Pendurados no alambrado, trinta do
segundo tempo, um a zero, os torcedores gritavam pra segurar o jogo, pra cair,
pra demorar no tiro de meta, pra chutar pra longe. Por duas vezes a bola caiu
na torcida e não voltou enquanto dois cabos não foram lá pressionar.

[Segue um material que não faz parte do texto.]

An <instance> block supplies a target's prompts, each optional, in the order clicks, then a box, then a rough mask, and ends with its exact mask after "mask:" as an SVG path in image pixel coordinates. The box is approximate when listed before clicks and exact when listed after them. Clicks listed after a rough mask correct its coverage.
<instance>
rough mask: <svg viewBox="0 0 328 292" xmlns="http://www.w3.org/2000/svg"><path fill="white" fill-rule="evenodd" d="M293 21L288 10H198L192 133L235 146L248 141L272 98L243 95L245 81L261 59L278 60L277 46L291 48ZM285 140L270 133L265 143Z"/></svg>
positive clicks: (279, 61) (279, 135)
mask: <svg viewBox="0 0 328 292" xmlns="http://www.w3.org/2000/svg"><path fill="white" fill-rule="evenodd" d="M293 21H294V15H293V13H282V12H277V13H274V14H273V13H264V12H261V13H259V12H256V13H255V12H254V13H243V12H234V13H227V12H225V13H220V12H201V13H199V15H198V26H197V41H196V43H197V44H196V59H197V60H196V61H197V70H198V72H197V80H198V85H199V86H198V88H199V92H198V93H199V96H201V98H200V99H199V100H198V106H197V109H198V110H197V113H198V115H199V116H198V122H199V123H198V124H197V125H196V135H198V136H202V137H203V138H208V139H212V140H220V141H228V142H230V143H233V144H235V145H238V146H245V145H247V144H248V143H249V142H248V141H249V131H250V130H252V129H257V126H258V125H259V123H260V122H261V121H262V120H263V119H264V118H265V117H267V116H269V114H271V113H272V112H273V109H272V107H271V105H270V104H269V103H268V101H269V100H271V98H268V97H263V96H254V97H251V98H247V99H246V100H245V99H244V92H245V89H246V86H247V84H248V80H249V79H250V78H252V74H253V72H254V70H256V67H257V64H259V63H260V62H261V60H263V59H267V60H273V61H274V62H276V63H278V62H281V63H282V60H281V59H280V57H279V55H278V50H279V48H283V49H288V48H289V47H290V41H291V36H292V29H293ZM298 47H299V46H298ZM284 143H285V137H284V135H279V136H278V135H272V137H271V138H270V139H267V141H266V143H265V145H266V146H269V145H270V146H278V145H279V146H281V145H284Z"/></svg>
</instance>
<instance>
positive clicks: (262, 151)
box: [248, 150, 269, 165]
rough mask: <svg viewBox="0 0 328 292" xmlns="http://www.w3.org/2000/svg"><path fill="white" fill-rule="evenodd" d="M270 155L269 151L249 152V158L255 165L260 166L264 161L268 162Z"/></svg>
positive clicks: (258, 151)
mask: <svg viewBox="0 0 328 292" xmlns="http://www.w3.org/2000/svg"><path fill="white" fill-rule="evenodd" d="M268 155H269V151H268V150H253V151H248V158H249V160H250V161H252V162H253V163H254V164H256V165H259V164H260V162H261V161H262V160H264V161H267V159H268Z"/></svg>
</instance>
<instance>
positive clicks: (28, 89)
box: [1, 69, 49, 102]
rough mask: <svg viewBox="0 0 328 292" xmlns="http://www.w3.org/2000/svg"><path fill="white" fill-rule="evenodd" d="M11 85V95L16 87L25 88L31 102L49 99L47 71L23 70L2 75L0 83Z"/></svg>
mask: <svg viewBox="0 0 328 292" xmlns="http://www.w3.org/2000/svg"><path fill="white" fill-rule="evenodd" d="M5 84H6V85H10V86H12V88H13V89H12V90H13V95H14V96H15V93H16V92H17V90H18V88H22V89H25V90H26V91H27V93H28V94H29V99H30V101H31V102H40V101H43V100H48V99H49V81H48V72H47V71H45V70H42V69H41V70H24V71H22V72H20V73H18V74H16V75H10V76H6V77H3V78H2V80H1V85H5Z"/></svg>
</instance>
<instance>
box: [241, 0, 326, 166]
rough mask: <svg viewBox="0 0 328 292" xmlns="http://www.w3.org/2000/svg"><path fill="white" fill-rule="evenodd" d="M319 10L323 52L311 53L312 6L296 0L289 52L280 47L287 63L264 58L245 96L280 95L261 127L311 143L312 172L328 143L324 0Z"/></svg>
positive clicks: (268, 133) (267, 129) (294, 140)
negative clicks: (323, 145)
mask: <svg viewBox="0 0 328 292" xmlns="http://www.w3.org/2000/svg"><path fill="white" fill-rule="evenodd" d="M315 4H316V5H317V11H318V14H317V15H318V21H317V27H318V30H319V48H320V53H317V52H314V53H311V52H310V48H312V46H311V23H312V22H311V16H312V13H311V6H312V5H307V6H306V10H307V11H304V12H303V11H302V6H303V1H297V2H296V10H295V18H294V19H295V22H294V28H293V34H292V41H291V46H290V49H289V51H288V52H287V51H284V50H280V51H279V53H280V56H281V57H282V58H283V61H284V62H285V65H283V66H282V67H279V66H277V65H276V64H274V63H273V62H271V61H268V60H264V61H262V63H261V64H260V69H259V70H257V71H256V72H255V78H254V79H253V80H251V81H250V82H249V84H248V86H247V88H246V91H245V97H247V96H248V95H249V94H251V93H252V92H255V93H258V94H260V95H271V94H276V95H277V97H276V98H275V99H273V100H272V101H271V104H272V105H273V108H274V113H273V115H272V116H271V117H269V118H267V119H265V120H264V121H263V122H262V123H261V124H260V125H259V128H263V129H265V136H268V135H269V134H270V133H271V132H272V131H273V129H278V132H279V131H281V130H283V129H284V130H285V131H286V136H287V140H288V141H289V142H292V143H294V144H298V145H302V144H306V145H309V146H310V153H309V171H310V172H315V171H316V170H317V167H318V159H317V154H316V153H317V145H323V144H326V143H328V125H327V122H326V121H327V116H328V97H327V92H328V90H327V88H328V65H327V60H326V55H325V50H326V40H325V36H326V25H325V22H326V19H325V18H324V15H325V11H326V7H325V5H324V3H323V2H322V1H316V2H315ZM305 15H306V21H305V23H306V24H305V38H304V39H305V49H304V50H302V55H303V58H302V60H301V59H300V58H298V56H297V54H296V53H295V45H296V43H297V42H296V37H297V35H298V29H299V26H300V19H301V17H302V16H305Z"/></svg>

E o gandula faz aquilo? Na primeira
vez passou, na segunda o xingaram, mas na terceira queriam pular o alambrado e
pegá-lo. Ele era um corisco: mal a bola saía, ele a pegava e entregava ao
cobrador, tanto local quanto adversário. Tiveram que segurar um que ameaçou
enfiar o pau da bandeira pelo arame para atingi-lo. O gordão que tocava o surdo
quis lançar o instrumento lá do alto na cabeça do moleque. Se não fossem os
dois cabos, nem sei.
Deu certo. O gandula parou de ir na
bola e, de medo, acabou sumindo. A bola saía e os jogadores do outro time é que
tinham que buscá-la.
Mas aí foi o médico. Com as quedas
sucessivas dos jogadores pra ganhar tempo, ele começou a ser acionado. E não é
que ele entrava correndo, jogava a aguinha, o spray, dava um tapinha no jogador
e fazia tinindo pro juiz pra recomeçar?
Quase quarenta e o doutor já tinha
entrado, nesse ritmo, umas cinco vezes. A fúria da torcida se voltou contra
ele. Mas xingá-lo era um problema: cidade pequena, todos o conheciam e
respeitavam, atendia nas comunidades carentes, às vezes não cobrava consulta, ajudava
o time de graça – enfim, não dava.
O gordão do surdo mordia a baqueta,
outros puxavam o cabelo, enroscavam a camisa, afundavam a cabeça nos joelhos e
se desesperavam a cada corrida do médico pra dentro de campo.
Quarenta e três. O adversário no ataque.
Pressão. Bola na trave, confusão na área, bate-rebate, escanteio. O goleiro
finge a contusão e cai. Era hora de segurar de vez. Parar o jogo. Esfriar até
acabar.
Mas eis que o doutor se levanta e
começa a partir rápido pra atendê-lo. O do surdo não aguentou. Gritou: “Ai! Tô
morrendo!”. Vermelho, a veia do pescoço saltada, os olhos saindo, a língua
roxa, as mãos no peito. O surdo caiu-lhe das mãos e rolou os degraus e ele
desabou babando.
O impacto do grito e da cena
paralisou todo mundo. O silêncio chamou atenção. Abriu-se uma clareira onde o
corpo dele jazia arfante.
O médico se virou, viu e ordenou:
“Não mexam nele! Abram o portão!”.
Não tinha portão naquele ponto –
rasgaram o alambrado e o enrolaram com força. O médico passou com a maleta,
subiu os degraus e parou diante do corpo, que respirava com dificuldade, as
mãos bambas, o olhar ermo. O médico fez massagem torácica, mediu o pulso fraco,
jogou água no rosto, desabotoou a camisa, puxou as pálpebras, pôs o palito na
língua – e ficou preocupado. Chamou os dois cabos e a maca, reuniu mais uns
oito para aguentar o peso e iniciou, com cuidado, a remoção.
Atravessaram devagar, com muita
dificuldade, a distância até o portão, todos abrindo espaço e acompanhando
apreensivos.
Perto da saída o corpo sacudiu forte,
estrebuchou e caiu da maca. Foi um desespero: sustos, gritos, correria. De novo
o doutor o examinou detidamente, verificou se havia fratura e comandou a
operação de erguê-lo até a maca e conduzi-o até a ambulância.
De dentro do pequeno estádio ouviram-se
a sirene, a aceleração e os pneus arrancando.
Tudo levou meia hora ou mais. O
goleiro seguia caído. Já escurecia. A torcida urrava pelo fim do jogo. E o juiz
a atendeu, para ira dos adversários. Acabou. Vitória local, euforia na
arquibancada, foguetes, invasão de campo, esperança renovada para as próximas
partidas.
Na ambulância, médico e paciente na
parte de trás, em silêncio. Até que o torcedor se levantou, sentou-se na maca,
segurou as mãos do médico e disse: “Obrigado, doutor! Eu estou ótimo. Não tive
nada, não. Agora, por favor, me escute: o senhor nunca mais, entendeu?, nunca
mais, pelo amor de Deus, tente atrapalhar o nosso time!”.